はじめに
今回はこちらの書籍を参考にお話します。
サマリーは下記の内容になります。
アービトラージとは
アービトラージとはもともと投資関係の用語です。具体的には、
「裁定取引と訳され、同一の価値を持つ商品の一時的な価格差(歪み)が生じた際に、割高なほうを売り、割安なほうを買い、その後、両者の価格差が縮小した時点でそれぞれの反対売買を行うことで利益を獲得しようとする取引のこと。」
貼り付け元 <http://www.smbcnikko.co.jp/terms/japan/sa/J0288.html>
ビジネスにおいては、”情報の非対称性”を用いた用語として使われることがあります。
2.アパレルSPAに見るアービトラージ
百貨店のアパレル商品の原価率(仕入れ原価の販売価格に対する割合)はどの程度かご存知でしょうか?
平均して70%前後です。
これはブランド価値があることも要因ですが、消費者がアパレルの原価に対する情報が少なかったことが大きいと思います。
かつてのアパレル小売店は、卸や商社の中間業者から商品を仕入れ販売をしていましたが、これも情報の非対称性があったからこそ成り立ったビジネスモデルです。
消費者は百貨店の仕入れ価格を、百貨店は中間業者の仕入れ価格を、それぞれ知らないからこそかつてのアパレルの高利益体質が成り立っていたのです。

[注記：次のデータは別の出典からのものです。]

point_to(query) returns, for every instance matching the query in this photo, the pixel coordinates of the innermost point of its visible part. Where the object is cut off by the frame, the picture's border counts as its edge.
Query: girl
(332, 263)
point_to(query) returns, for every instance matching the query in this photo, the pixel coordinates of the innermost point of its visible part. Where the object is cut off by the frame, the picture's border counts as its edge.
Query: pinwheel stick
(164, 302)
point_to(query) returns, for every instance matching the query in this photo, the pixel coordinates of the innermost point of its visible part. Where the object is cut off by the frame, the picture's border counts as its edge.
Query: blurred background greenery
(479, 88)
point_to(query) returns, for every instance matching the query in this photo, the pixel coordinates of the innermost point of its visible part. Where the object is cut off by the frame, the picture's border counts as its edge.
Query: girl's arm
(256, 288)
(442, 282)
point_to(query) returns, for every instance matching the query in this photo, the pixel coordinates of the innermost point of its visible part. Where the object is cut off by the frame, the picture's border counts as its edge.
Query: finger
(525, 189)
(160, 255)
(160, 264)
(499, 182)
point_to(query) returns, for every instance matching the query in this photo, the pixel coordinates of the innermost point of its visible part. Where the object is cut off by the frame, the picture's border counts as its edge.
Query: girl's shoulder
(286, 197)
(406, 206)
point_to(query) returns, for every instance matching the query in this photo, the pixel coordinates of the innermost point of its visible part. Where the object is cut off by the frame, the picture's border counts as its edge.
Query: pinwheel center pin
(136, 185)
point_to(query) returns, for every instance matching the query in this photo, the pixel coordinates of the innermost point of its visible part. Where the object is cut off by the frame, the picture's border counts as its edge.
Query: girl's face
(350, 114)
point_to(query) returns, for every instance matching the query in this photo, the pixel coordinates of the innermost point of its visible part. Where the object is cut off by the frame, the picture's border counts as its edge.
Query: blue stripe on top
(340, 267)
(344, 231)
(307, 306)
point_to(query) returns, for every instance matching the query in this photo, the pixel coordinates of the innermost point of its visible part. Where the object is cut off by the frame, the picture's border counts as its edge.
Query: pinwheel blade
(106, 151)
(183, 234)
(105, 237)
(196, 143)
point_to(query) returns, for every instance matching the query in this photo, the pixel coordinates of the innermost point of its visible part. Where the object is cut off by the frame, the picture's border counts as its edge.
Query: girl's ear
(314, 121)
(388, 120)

しかし、ユニクロに代表されるSPA(製造小売業)は中間業者を排除し、自社で生産したものを自社で販売するビジネスモデルを立ち上げました。
これにより、消費者は高品質で低価格な商品を購入できるようになりました。
Tシャツ一枚は1000円程度、という価格が認知されたため、百貨店のシェアは減少しました。
3.アービトラージはもう古い?
アービトラージの本質は”消費者が求めているポイントを追求する”点にあります。
ファッションのSPAにおいては、過剰な品質やサービスよりも、ベーシックで買いやすい価格で洋服は良い、と考えるニーズを追求したものになります。
しかし、こうしたアービトラージは他社による追随も多く、SPA業態の多くがファストファッション系の企業やEC系のサイトに押されているのは周知の事実です。
インターネットの登場で、以前ほどアービトラージを用いたビジネスモデルの賞味期限が長くなくなったことがとても大きいのです。
そんな中で、面白いビジネスモデルの企業があったのでご紹介します。
4.アパレルECサイト”エバーレーン”
アメリカのファッション通販の企業ですが、このビジネスモデルの大きな特徴は、”商品の原価も生産している工場もオープンにする”という点です。
- 生産原価
- 工場の取り分
- 輸送費
- エバーレーンの利益
これらを具体的に表示し、かつ”一般的なセレクトショップでの販売価格”も記載します。
同程度のクオリティーの商品が安く購入できることと、それがオープンになっている点が非常に大きな差別化要因になります。
このエバーレーンはファーストリテイリングの柳井会長が”最も日本に参入してほしくない企業の一つ”と評しております。
また、アメリカでは急成長しているビジネスモデルになります。
こうしたアービトラージを完全に排除したビジネスモデルがあることも参考になりますね。
さいごに
アービトラージの発想を持ってビジネスを考えると、今までの固定概念が減ってくると思います。
当然だと思っていたクオリティーや仕事などを排除し、消費者が求めている本質を理解するのは簡単ではありませんが、情報収集を怠らずに常に考え続けることでその力は鍛えられると大前さんは述べています。
ご一読ありがとうございました。